Neck and shoulder pain are among the most common complaints reported by new clients. Recent developments in pain science have largely debunked purely structural models as explanations for pain. However, structural analysis is still relevant as a piece of a larger paradigm, particularly when it comes to the neck and shoulders. So while biomechanics may not be everything, in most cases of neck and shoulder complaints, consistent forward head posture greatly contributes to the root cause of the pain. In some of these cases, there is an accompanying uncomfortable “dowager’s hump” at the base of the neck that forms when the vertebrae become compressed. Neurological overstimulation can also result from sustained tension in the suboccipital muscles on the first two cervical vertebrae, causing headaches, anxiety, dizziness and other related symptoms. Additionally, jutting the head forward places incredible tension on the muscles below the jaw, as the body is using the jaw to pull back on, and counter the weight of, the head. This can manifest as neck tension or TMJ. Given that many of our daily activities involve staring straight ahead, it’s not a surprise that our heads tend to gradually lean forward on our necks rather than sitting upright fully supported by the spine.
A simple chin tuck can gradually reverse this development, and it actually feels great to do. I show this exercise to almost all of my clients, and I do it daily myself, particularly when I find myself hunched over the wheel while driving. Tucking the chin elongates the muscles in the back of the neck and can relieve nerve compression by creating more space on the back side of the vertebrae, where the nerves exit. This position can relax the jaw and the front of the neck, too, particularly if you use your finger to support your jaw. The most basic version involves simply backing up your head and rotating it slightly forward so you are tucking your chin into your neck. You will end up with a “double chin” type of effect. You should feel a pleasant stretch at the back of your neck. If you are chronically in forward head posture, you might even feel a rush of sensation up your neck and into your head. If it feels easier, you can use your finger to push your head back. It looks like this:
You can also stand with your back up against a wall, with your feet resting up to 12 inches away from the bottom of the wall. When you tuck your chin, you can aim to rest the back of your head against the wall, slightly moving your head up along it.

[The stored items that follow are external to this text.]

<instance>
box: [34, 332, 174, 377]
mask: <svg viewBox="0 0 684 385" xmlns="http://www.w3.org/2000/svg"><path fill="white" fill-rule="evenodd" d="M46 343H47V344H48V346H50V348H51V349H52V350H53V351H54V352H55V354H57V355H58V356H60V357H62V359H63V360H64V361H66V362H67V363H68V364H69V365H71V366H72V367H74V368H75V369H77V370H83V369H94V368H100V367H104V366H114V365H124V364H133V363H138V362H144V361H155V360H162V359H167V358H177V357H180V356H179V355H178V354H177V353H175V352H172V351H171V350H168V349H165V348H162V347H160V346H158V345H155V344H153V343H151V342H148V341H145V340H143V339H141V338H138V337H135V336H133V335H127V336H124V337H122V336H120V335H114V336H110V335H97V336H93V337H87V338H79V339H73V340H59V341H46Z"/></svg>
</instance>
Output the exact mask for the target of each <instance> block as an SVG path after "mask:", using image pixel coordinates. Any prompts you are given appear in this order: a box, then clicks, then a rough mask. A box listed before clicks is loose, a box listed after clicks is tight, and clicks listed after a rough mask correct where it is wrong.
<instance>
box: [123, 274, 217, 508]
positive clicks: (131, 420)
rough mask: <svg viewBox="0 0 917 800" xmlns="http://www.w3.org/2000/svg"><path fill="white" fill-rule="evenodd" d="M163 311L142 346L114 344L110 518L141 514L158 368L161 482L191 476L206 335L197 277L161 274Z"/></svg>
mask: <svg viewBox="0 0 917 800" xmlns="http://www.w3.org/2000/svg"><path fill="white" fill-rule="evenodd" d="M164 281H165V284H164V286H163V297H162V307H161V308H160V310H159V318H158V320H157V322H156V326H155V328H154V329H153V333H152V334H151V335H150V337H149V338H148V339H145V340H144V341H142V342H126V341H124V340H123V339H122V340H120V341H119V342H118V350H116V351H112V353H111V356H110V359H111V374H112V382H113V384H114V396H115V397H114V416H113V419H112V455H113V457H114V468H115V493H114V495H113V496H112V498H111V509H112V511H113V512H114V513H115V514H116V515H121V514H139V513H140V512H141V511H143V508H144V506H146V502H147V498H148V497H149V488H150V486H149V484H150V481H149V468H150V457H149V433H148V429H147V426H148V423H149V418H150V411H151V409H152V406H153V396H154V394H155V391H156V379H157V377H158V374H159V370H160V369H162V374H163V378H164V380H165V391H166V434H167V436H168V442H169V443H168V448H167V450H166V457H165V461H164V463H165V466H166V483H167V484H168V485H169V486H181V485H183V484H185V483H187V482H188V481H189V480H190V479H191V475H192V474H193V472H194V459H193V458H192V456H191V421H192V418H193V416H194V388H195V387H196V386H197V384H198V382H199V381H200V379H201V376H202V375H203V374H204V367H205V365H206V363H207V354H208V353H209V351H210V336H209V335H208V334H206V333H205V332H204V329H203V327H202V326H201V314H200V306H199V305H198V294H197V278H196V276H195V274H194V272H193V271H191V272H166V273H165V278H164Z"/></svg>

If you are still having trouble, you can start out doing this exercise while lying down in a supine, or face up, position. You can hold the Chin Tuck for 5-20 seconds and repeat it 5-10 times throughout the day. Pay attention to your shoulders and ribcage while you do this; they should remain neutral. If you find yourself raising your shoulders or flaring your ribcage up, reset your body and try it against the wall or lying down until you can keep those in a more neutral position. I learned an advanced version of the Chin Tuck from one of Erik Dalton‘s newsletters a few months ago and I love the added benefits! So, when you are ready for 2.0, you can add a little myofascial drag to your Chin Tuck. Simply place your hand gently on your sternum, so that your thumb is on the innermost part of the clavicle on one side and your fingers are on the innermost part of the clavicle on the opposite side. Place your other hand on top of that hand, and as you tuck your chin, you drag the skin slightly downward. This creates even more of a stretch in the anterior neck muscles. The steps look like this:
The final step is to hold the myofascial drag, turn your head to the left, tuck your chin, and then repeat on the other side. If you want to follow along to a visual, I made this incredibly dorky video since I couldn’t find any on the internet: Chin Tuck Video
After a few months of doing this exercise, most clients report a decrease in neck and shoulder tension. Honestly, I attribute this at least partially to better body awareness, as doing this exercise makes it evident how far forward we are normally carrying our heads. It also makes us pay attention to how uncomfortable the forward head position is and how much better the head feels on top of the spine instead of in front of it.